The main limitations of this study were the imaging of excised tissues rather than in vivo tissues, and the small number of tissue samples measured here. Further limitations include: (1) The fact that SWR modeling assumptions were validated only under the conditions described in this study, i.e. when fresh liver tissue was degassed while immersed in a saline solution and kept refrigerated at 4°C. (2) Major blood vessels were excluded from the SWE FOV guided by ultrasound B-mode imaging, and (3) shear wave propagation was investigated primarily in the 25–250 Hz frequency range in a shallow depth range of 5–35 mm below the liver outer surface.

5. Conclusion

Shear Wave Rheometry (SWR) enabled frequency-dependent measurements of the complex shear modulus of bovine liver tissues over a decade-wide frequency range. Bovine liver exhibited significant dispersion over 25–250 Hz, a factor of 4 increase in shear storage modulus and over a factor of 10 increase in the loss modulus. Errors caused by anisotropy and/or inhomogeneity were smaller and on the same order as the measurement variance. Moreover, of all the factors considered (lack of axisymmetry, anisotropy, inhomogeneity, dispersion, and measurement noise), dispersion was by far the biggest source of measurement variability. The variation found in the storage modulus suggests that simple rheological models like Kelvin-Voigt may not apply to liver tissues over a decade-wide frequency range.

Two quality metrics were proposed in this study, i.e. wavefield asymmetry and model-to-measurement energy mismatch, to check the quality of the measurements obtained and the validity of the modeling assumptions in given tissue samples.

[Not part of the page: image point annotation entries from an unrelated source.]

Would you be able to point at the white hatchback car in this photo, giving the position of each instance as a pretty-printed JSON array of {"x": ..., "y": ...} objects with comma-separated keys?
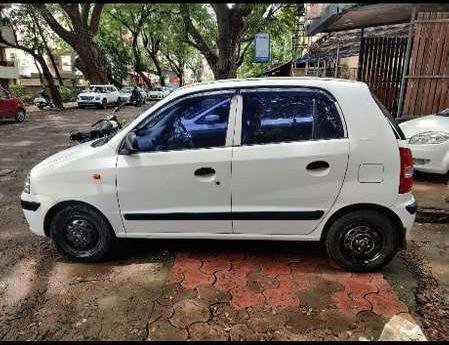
[
  {"x": 305, "y": 159},
  {"x": 428, "y": 137},
  {"x": 99, "y": 96}
]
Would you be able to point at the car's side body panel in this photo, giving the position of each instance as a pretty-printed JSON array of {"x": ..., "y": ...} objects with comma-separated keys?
[{"x": 370, "y": 140}]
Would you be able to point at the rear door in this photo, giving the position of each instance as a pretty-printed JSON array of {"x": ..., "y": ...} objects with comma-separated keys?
[
  {"x": 7, "y": 104},
  {"x": 289, "y": 161}
]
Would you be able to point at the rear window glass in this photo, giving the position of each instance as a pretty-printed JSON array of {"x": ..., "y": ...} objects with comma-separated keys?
[{"x": 393, "y": 124}]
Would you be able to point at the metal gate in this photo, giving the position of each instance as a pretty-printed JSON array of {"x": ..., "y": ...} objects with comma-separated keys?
[
  {"x": 427, "y": 89},
  {"x": 381, "y": 62}
]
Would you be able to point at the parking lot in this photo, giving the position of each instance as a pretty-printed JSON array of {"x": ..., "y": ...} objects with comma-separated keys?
[{"x": 201, "y": 289}]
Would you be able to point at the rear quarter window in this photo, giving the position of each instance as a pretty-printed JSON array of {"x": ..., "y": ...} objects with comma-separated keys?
[{"x": 393, "y": 124}]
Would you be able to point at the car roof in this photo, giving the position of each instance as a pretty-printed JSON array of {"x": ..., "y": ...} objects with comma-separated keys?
[{"x": 326, "y": 83}]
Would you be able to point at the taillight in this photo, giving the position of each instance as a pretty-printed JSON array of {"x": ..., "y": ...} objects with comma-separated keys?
[{"x": 406, "y": 177}]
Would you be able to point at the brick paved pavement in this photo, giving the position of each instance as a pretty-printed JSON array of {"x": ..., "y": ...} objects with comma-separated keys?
[{"x": 258, "y": 296}]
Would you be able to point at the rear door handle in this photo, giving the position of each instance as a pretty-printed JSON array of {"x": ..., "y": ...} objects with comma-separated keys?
[
  {"x": 204, "y": 172},
  {"x": 317, "y": 165}
]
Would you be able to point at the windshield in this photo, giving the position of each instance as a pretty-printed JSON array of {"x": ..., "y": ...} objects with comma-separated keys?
[
  {"x": 97, "y": 89},
  {"x": 444, "y": 112}
]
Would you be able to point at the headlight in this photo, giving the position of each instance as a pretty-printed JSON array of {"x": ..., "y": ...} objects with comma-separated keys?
[
  {"x": 431, "y": 137},
  {"x": 26, "y": 188}
]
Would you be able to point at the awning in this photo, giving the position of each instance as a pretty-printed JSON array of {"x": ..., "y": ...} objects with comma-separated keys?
[{"x": 338, "y": 17}]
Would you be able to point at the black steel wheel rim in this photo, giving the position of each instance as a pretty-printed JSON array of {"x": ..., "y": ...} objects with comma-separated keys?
[
  {"x": 362, "y": 243},
  {"x": 80, "y": 235}
]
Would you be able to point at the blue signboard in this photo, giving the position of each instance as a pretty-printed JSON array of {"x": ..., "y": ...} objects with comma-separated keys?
[{"x": 262, "y": 47}]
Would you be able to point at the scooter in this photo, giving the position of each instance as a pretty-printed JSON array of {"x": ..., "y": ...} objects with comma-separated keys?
[
  {"x": 106, "y": 127},
  {"x": 41, "y": 103}
]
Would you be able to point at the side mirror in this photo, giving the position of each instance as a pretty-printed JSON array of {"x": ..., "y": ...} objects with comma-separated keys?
[
  {"x": 130, "y": 144},
  {"x": 212, "y": 118}
]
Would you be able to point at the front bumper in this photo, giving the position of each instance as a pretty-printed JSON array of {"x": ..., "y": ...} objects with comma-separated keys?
[
  {"x": 35, "y": 207},
  {"x": 431, "y": 158}
]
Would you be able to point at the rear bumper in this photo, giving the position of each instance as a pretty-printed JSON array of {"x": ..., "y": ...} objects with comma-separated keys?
[
  {"x": 432, "y": 158},
  {"x": 406, "y": 208}
]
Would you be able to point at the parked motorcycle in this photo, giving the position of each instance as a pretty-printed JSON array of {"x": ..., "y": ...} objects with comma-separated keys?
[
  {"x": 105, "y": 127},
  {"x": 41, "y": 103}
]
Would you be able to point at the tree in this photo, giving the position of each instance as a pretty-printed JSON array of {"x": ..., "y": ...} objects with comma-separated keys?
[
  {"x": 133, "y": 17},
  {"x": 115, "y": 48},
  {"x": 82, "y": 22},
  {"x": 23, "y": 22},
  {"x": 225, "y": 39}
]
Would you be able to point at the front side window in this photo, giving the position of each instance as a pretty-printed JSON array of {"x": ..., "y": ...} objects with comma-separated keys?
[
  {"x": 286, "y": 116},
  {"x": 192, "y": 123}
]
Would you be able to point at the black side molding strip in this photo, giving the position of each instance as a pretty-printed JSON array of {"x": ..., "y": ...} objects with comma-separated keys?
[
  {"x": 30, "y": 205},
  {"x": 412, "y": 208},
  {"x": 302, "y": 215}
]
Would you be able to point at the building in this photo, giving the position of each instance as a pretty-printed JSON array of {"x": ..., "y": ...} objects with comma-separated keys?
[{"x": 400, "y": 50}]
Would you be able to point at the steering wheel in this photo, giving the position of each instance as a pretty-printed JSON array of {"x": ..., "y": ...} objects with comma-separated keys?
[{"x": 187, "y": 137}]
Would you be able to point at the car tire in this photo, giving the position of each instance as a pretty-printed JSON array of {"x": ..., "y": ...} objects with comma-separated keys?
[
  {"x": 81, "y": 233},
  {"x": 20, "y": 115},
  {"x": 362, "y": 241}
]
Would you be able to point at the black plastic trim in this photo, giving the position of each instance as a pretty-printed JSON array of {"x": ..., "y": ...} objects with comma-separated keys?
[
  {"x": 412, "y": 208},
  {"x": 30, "y": 205},
  {"x": 302, "y": 215}
]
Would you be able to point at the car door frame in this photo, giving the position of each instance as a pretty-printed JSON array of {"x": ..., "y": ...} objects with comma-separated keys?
[
  {"x": 220, "y": 216},
  {"x": 267, "y": 215}
]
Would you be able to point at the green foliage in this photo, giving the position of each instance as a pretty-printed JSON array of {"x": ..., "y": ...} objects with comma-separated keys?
[
  {"x": 19, "y": 91},
  {"x": 282, "y": 28},
  {"x": 114, "y": 46}
]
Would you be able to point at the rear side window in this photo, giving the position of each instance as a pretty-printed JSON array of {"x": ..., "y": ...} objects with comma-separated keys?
[
  {"x": 398, "y": 133},
  {"x": 286, "y": 116}
]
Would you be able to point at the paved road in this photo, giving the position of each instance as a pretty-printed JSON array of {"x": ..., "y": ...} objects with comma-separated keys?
[{"x": 176, "y": 289}]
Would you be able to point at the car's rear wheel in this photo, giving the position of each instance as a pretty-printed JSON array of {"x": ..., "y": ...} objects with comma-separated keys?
[
  {"x": 362, "y": 241},
  {"x": 20, "y": 115},
  {"x": 81, "y": 233}
]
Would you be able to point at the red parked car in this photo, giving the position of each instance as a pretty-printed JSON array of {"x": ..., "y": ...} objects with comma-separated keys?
[{"x": 11, "y": 107}]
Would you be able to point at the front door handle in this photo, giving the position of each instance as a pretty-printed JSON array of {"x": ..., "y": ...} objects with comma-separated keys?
[
  {"x": 317, "y": 165},
  {"x": 204, "y": 172}
]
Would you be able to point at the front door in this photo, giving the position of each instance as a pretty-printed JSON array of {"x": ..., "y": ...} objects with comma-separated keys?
[
  {"x": 291, "y": 162},
  {"x": 180, "y": 180}
]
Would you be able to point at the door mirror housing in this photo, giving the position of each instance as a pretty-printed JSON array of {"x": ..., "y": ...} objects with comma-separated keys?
[
  {"x": 130, "y": 144},
  {"x": 211, "y": 118}
]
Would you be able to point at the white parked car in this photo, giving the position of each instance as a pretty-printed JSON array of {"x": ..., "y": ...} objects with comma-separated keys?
[
  {"x": 292, "y": 159},
  {"x": 158, "y": 93},
  {"x": 126, "y": 92},
  {"x": 428, "y": 138},
  {"x": 98, "y": 96}
]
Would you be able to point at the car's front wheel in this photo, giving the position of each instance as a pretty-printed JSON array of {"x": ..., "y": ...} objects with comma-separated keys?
[
  {"x": 362, "y": 241},
  {"x": 20, "y": 115},
  {"x": 81, "y": 233}
]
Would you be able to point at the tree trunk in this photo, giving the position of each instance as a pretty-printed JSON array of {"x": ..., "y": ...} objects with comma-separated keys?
[
  {"x": 138, "y": 61},
  {"x": 54, "y": 92},
  {"x": 89, "y": 64},
  {"x": 39, "y": 71},
  {"x": 49, "y": 53}
]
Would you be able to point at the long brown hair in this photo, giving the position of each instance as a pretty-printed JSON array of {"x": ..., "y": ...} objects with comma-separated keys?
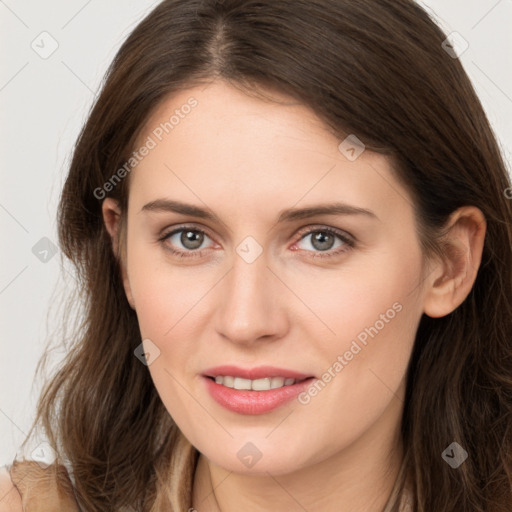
[{"x": 373, "y": 68}]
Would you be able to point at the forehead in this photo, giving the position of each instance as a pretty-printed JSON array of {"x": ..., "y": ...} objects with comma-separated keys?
[{"x": 215, "y": 142}]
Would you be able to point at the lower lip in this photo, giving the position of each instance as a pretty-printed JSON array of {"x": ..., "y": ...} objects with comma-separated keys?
[{"x": 244, "y": 401}]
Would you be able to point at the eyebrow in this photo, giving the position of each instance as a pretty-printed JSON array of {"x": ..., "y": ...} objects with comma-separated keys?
[{"x": 288, "y": 215}]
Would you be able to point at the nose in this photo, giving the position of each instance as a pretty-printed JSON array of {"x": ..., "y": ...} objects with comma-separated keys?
[{"x": 252, "y": 303}]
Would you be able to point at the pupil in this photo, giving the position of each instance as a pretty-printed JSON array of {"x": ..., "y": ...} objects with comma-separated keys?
[
  {"x": 321, "y": 238},
  {"x": 193, "y": 238}
]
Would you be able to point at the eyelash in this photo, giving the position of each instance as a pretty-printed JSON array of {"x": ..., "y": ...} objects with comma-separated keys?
[{"x": 348, "y": 242}]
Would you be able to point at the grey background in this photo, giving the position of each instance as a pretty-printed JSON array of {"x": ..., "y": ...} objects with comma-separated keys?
[{"x": 44, "y": 102}]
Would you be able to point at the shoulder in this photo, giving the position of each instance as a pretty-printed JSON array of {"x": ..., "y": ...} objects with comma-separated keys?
[{"x": 10, "y": 498}]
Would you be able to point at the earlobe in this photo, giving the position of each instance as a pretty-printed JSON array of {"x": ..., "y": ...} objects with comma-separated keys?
[
  {"x": 453, "y": 278},
  {"x": 112, "y": 220},
  {"x": 112, "y": 217}
]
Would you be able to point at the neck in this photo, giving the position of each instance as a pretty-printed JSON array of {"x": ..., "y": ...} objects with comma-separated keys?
[{"x": 358, "y": 478}]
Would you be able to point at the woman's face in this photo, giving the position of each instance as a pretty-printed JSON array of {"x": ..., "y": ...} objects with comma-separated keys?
[{"x": 262, "y": 282}]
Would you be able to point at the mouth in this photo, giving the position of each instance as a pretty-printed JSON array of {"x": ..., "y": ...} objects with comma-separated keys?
[
  {"x": 254, "y": 391},
  {"x": 263, "y": 384}
]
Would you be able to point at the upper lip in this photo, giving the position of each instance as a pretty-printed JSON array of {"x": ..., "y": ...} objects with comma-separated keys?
[{"x": 259, "y": 372}]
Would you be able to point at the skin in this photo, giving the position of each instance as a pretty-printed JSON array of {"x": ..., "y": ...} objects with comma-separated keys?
[{"x": 246, "y": 160}]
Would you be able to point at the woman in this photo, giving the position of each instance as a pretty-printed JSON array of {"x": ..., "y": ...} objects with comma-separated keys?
[{"x": 291, "y": 223}]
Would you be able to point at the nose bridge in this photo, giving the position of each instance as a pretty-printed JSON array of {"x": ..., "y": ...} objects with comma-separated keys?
[{"x": 248, "y": 307}]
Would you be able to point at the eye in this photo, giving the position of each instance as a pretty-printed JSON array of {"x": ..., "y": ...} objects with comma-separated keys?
[
  {"x": 323, "y": 242},
  {"x": 187, "y": 237}
]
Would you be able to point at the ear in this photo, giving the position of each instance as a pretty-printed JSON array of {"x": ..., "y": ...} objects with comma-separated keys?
[
  {"x": 452, "y": 279},
  {"x": 112, "y": 219}
]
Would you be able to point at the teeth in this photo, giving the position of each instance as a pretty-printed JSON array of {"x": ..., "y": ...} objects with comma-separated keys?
[{"x": 255, "y": 385}]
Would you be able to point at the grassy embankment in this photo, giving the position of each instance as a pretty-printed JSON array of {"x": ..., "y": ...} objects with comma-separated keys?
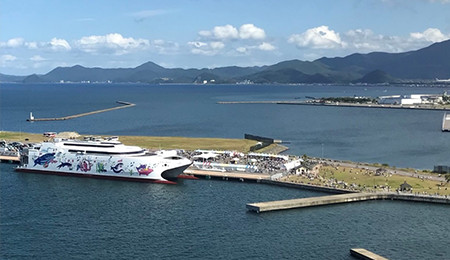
[
  {"x": 367, "y": 180},
  {"x": 156, "y": 142}
]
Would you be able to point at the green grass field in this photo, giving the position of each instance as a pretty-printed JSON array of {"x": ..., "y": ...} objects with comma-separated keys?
[{"x": 369, "y": 180}]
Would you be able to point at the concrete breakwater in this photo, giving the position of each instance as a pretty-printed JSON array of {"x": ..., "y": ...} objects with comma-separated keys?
[
  {"x": 123, "y": 104},
  {"x": 341, "y": 198},
  {"x": 287, "y": 102}
]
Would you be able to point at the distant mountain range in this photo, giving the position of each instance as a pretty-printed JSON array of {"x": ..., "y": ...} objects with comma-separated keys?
[{"x": 377, "y": 67}]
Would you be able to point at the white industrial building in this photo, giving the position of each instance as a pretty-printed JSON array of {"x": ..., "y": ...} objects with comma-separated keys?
[{"x": 413, "y": 99}]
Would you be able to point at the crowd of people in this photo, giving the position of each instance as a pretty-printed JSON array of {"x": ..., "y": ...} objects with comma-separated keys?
[{"x": 229, "y": 161}]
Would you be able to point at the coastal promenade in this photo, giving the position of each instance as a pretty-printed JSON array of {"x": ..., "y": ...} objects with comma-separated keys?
[
  {"x": 227, "y": 175},
  {"x": 340, "y": 104},
  {"x": 341, "y": 195},
  {"x": 122, "y": 105},
  {"x": 342, "y": 198}
]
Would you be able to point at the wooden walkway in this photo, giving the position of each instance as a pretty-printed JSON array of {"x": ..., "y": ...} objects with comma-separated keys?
[
  {"x": 227, "y": 175},
  {"x": 342, "y": 198},
  {"x": 362, "y": 253},
  {"x": 123, "y": 105}
]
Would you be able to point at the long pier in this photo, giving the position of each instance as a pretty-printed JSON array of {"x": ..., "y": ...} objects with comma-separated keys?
[
  {"x": 288, "y": 102},
  {"x": 240, "y": 176},
  {"x": 365, "y": 254},
  {"x": 123, "y": 105},
  {"x": 341, "y": 198}
]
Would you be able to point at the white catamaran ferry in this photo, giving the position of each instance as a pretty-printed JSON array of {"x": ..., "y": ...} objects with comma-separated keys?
[{"x": 103, "y": 158}]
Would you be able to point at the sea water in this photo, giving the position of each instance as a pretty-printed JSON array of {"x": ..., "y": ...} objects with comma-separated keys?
[
  {"x": 54, "y": 217},
  {"x": 401, "y": 138}
]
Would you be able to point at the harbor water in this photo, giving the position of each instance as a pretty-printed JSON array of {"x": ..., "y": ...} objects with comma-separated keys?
[{"x": 54, "y": 217}]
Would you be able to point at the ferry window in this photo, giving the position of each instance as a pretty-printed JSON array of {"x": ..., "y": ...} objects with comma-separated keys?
[{"x": 173, "y": 158}]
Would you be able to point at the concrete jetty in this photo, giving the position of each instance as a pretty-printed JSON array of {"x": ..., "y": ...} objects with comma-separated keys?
[
  {"x": 227, "y": 175},
  {"x": 446, "y": 123},
  {"x": 341, "y": 198},
  {"x": 365, "y": 254},
  {"x": 123, "y": 104},
  {"x": 314, "y": 201},
  {"x": 339, "y": 104}
]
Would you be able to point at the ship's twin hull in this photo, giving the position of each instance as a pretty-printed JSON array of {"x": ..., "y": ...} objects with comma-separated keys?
[
  {"x": 97, "y": 176},
  {"x": 140, "y": 168}
]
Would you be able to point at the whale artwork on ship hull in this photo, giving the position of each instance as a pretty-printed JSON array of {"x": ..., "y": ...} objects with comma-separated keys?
[{"x": 105, "y": 158}]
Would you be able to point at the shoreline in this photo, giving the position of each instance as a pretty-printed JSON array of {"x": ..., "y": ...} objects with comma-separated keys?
[{"x": 305, "y": 103}]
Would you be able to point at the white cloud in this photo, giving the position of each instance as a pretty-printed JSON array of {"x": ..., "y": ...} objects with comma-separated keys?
[
  {"x": 265, "y": 46},
  {"x": 229, "y": 32},
  {"x": 37, "y": 58},
  {"x": 241, "y": 49},
  {"x": 31, "y": 45},
  {"x": 165, "y": 47},
  {"x": 225, "y": 32},
  {"x": 197, "y": 44},
  {"x": 317, "y": 38},
  {"x": 113, "y": 42},
  {"x": 7, "y": 57},
  {"x": 6, "y": 60},
  {"x": 250, "y": 31},
  {"x": 15, "y": 42},
  {"x": 430, "y": 35},
  {"x": 217, "y": 45},
  {"x": 206, "y": 48},
  {"x": 144, "y": 14},
  {"x": 59, "y": 44}
]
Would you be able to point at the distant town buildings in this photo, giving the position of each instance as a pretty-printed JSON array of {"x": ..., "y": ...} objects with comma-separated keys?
[{"x": 413, "y": 99}]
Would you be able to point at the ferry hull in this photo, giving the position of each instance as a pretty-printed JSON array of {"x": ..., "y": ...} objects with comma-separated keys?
[{"x": 96, "y": 176}]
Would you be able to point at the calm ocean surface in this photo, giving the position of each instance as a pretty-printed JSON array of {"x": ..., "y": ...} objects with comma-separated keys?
[
  {"x": 401, "y": 138},
  {"x": 53, "y": 217}
]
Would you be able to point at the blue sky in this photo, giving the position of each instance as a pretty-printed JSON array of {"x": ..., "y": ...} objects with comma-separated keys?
[{"x": 37, "y": 36}]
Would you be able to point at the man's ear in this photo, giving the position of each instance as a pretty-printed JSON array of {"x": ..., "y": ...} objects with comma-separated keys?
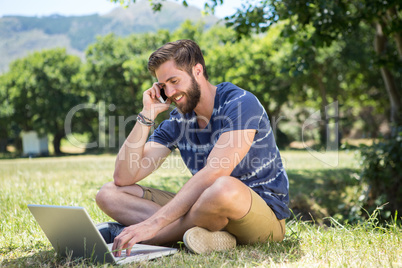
[{"x": 198, "y": 70}]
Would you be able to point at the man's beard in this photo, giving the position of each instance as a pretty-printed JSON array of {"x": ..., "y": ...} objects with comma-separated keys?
[{"x": 192, "y": 97}]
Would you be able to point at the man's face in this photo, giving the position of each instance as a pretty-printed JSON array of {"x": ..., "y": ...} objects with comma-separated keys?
[{"x": 180, "y": 87}]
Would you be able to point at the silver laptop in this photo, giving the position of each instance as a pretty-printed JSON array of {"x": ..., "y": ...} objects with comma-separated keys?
[{"x": 71, "y": 232}]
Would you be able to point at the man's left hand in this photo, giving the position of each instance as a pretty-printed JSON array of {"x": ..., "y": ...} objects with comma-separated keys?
[{"x": 132, "y": 235}]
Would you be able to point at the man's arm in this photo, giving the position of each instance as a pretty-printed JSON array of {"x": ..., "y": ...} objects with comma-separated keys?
[
  {"x": 229, "y": 150},
  {"x": 137, "y": 158}
]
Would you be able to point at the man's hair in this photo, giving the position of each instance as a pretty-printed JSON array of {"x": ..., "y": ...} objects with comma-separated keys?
[{"x": 185, "y": 53}]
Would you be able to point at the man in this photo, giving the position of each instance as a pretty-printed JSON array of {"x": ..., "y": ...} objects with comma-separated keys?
[{"x": 239, "y": 189}]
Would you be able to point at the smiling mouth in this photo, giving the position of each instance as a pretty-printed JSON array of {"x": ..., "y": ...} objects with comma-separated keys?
[{"x": 178, "y": 98}]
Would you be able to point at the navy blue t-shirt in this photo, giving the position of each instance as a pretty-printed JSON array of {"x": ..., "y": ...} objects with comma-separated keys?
[{"x": 234, "y": 109}]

Since the model used in SWR does not require detailed apriori knowledge of the source distribution, it is hoped to prove suitable for clinical applications, where patient-to-patient variability can lead to differences in the temporal and spatial characteristics of the generated shear waves. It is hoped that the resulting frequency-dependent characterization of the shear properties will enable quantitative comparisons between disparate elastography techniques and that the nature of this frequency dependence will have diagnostic value.